Gamification has been a big buzzword in education in recent times. Games can be fun and effective for teaching and learning.
But, what is Gamification?
Well, it is the use of game mechanics, such as high scores, badges, levels, tasks, and rewards to help students focus on tasks and activities that are not in themselves ‘games’. This generally works by taking advantage of students’ natural desire for competition and success. In fact, these educational games encourage the competitive nature in students, teaching them not only to play the game, but also to win it.

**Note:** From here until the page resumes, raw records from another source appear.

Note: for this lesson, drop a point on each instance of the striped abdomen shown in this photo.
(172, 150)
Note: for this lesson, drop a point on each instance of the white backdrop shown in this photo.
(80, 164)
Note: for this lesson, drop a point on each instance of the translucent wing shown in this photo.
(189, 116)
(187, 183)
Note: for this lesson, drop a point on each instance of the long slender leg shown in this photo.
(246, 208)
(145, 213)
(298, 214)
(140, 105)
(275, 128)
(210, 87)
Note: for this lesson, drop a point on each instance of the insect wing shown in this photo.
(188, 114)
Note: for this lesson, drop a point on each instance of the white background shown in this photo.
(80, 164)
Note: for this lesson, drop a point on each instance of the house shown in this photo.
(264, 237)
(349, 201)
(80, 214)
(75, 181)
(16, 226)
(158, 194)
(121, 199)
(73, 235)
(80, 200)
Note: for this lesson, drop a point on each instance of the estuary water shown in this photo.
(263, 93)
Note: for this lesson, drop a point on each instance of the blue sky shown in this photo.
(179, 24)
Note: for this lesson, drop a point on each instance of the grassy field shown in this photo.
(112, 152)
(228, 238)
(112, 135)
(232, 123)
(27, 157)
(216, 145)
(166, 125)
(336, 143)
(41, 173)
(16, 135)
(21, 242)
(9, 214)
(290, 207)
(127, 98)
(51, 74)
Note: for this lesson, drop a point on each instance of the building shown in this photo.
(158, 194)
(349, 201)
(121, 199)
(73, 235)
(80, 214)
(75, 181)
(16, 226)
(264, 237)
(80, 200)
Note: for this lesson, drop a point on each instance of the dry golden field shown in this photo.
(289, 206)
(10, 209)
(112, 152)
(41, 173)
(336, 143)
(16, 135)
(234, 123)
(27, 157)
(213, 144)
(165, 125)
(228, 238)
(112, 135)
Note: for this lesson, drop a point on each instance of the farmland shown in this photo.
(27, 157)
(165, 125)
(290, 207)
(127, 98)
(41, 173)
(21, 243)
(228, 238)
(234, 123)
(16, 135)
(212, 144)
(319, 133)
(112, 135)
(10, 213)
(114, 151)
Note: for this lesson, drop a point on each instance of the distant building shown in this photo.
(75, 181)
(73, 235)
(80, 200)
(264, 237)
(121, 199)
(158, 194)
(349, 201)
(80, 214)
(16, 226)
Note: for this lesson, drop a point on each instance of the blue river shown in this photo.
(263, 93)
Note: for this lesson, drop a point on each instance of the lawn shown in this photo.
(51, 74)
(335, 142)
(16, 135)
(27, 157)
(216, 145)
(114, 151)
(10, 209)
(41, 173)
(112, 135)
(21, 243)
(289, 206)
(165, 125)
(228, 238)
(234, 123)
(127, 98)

Since one important aspect of Gamification is that of collaboration between the students, it’s totally possible to use it to help people work together, help others, share knowledge, encourage teamwork and prepare students for real-life situations.
Gamification can allow students to practise manipulating a virtual world, encouraging them to use skills they will need to impact change on the real world.
Mentoring is at the heart of Gamification in the classroom, as the teacher is meant to serve as a guide and assessor throughout the students learning process. Students are supposed to be creators of their own knowledge, and their teacher the assistant to their learning journey.
Gamification is the application of game-design thinking to non-game activities so that they become more fun and engaging.
Through the incorporation of game-design mechanics, such as goals, rules, feedback systems and autonomy, gamification aims to effectively engage and teach individuals. The intrinsic ability of games to captivate and engage young people can be effectively used to improve their reading and writing skills.
While not-yet so popular in all schools, Gamification has gained quite a lot of momentum outside the classroom in other educational settings and it is gaining more and more “addicts” among new and active methodology practitioners who believe that educational games can teach students not only literacy but also skills such as cautious risk taking, collaboration, team work and critical thinking, which will accompany them throughout their adult life.